Hawkins County Clerk of Courts Randy Collier told the Times News Thursday he will be providing masks for free if needed, but he also asks that members of the public bring their own mask to court so as to not deplete his supply.
Collier also asks anyone who has a supply of masks to call him at (423) 272-4517. Although he still has masks that were donated by a Rogersville volunteer group in April, Collier said he expects that supply will go quickly and won’t last until the mandate is lifted.
COVID-19 outbreak in Hamblen jail
An order that mandated the wearing of masks in 3rd Judicial District courthouses issued this week by Chancellor Doug Jenkins was in response to an outbreak of COVID-19 cases in the Hamblen County jail.
Jenkins stated in a memo that he conducted a a telephone conference call Monday with all county mayors, judges, clerks, and other courthouse personnel regarding the best way to continue court while minimizing the risk to staff and the public.
The solution was to require anyone entering the courthouse — including judges, attorneys, security personnel, courthouse staff, and the public — to wear a face mask.
The only exceptions are when a witness is called to the stand to testify, when a judge is on his or her way to the bench or on the bench, when attorneys are trying a case, and when clerks seated in the courtroom during court are sufficiently separated to meet social distance requirements.
“Any judge has the authority to require masks to be worn at all times in their courtroom at their discretion,” Jenkins stated in the memo.
Anyone who refuses to comply with the order can be ejected from the courthouse and/or charged with contempt.
“Encouraging the public to bring their own mask”
Collier told the Times News he has about 400 face masks stockpiled thanks to donations from a group of volunteers comprised of members of the Rogersville-based Project Serve Our Soldiers, Happy Hearts Quilting Guild, and Knight of Columbus, who manufactured and distributed masks in Hawkins County in March and April.
However, Collier noted that he could be handing out as many as 75-100 free masks per day to people coming to court, so his current supply will dry up fast.

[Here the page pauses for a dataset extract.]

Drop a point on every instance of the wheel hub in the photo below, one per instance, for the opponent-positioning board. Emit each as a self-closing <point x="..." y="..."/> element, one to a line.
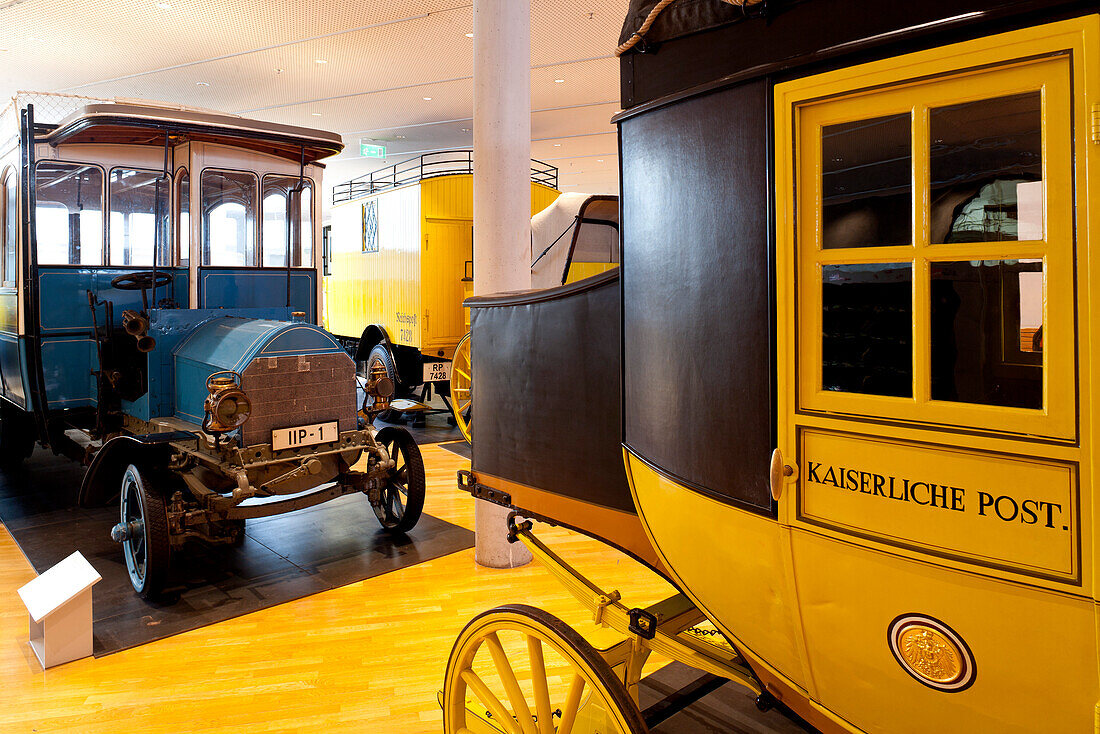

“We’re basically encouraging the public to bring their own mask if they have one because we have a shortage of masks right now,” Collier said. “If any business or any company out there has any masks we can have access to, I’d appreciate if they’d call.”
Access to the courthouses is being limited to individuals who are part of a case that is on the docket. Courtrooms are also being kept at only half capacity, which requires folks on the docket to wait in the parking lot to be called by a bailiff.